Mainframe | Kafka | Amazon MSK| AWS | Redshift | Snowflake | S3

TDT provides an easy and fast approach that enables rapid and comprehensive data transfer from Kafka pipelines to Amazon Redshift, Snowflake, Amazon Athena/S3, Amazon S3 Express One Zone, and Amazon Aurora PostgreSQL–AI-ready, with all target resources automatically created.

Treehouse Dataflow Toolkit (TDT) is a set of Lambda-based microservices that assure highly-available, auto-scalable, and event-driven data transfers to your data science teams’ favorite analytics frameworks.

Customers either already have, or are in the process of acquiring, software tools that replicate their mainframe data into Kafka pipelines (i.e., Amazon MSK, Confluent, etc.). Our new and innovative offering, TDT, provides the turnkey solution for getting this data from Kafka into advanced Analytics/AI/ML-friendly targets, such as Amazon Redshift, Snowflake, Amazon Athena/S3, Amazon S3 Express One Zone Buckets, as well as Amazon Aurora PostgreSQL, all the while adhering to AWS’s and Snowflake’s recommended best practices for massive data loading, thus assuring shortest and surest loads.

How does TDT Work?

When a mainframe data replication tool, such as Rocket Data Replicate and Sync (RDRS) publishes both bulk-load and CDC data to a reliable and scalable framework like Kafka, it sets the stage for TDT to feed legacy data from Kafka to any number of ETL tools, target datastores, and data analytics packages (some of which may not even have been invented yet!).

Data Extraction from the Mainframe
We start at the source—the mainframe—where an agent with a very small footprint extracts data.
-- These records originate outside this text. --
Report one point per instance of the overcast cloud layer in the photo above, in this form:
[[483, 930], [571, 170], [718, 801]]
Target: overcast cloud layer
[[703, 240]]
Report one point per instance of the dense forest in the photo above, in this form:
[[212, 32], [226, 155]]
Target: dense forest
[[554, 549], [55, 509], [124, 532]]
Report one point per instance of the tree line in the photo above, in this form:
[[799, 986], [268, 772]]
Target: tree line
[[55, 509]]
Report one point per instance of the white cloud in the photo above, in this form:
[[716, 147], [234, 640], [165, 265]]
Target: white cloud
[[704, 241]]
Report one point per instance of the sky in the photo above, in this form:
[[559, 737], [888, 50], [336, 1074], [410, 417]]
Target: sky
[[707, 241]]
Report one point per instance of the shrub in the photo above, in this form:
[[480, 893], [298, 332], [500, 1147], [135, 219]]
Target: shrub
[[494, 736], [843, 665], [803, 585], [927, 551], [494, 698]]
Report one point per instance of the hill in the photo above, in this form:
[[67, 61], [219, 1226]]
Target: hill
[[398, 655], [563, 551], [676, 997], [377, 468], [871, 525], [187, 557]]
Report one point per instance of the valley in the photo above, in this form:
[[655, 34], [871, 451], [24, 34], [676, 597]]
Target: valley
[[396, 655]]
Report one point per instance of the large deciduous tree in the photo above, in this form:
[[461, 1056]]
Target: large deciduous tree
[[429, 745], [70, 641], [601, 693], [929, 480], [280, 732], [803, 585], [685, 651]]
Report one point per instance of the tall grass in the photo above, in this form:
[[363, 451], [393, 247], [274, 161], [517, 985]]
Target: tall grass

This supports both bulk-load and Change Data Capture (CDC) processing.
Secure Data Replication
The raw data is securely passed from the mainframe using one of our partner's data replication tools. The replication tool transforms the data and publishes it to a Kafka topic, such as a topic hosted in an Amazon MSK cluster.
Data Processing and Analytics
TDT microservices consume the data from Amazon MSK/Kafka and store it in Amazon S3 buckets. TDT's proprietary crawler technology automatically prepares landing tables, views, and supporting infrastructure for analytics-friendly destinations.

The mainframe data is then loaded into supported targets including:
- Amazon Redshift
- Snowflake
- Amazon S3
- PostgreSQL
Throughout the process, the solution follows AWS and Snowflake best practices for high-volume data loading, ensuring fast, reliable, and efficient performance.

The pipeline's scalable and fault-tolerant architecture provides near-real-time synchronization between mainframe source systems and target databases, even during large bulk-load operations or transaction-intensive CDC processing.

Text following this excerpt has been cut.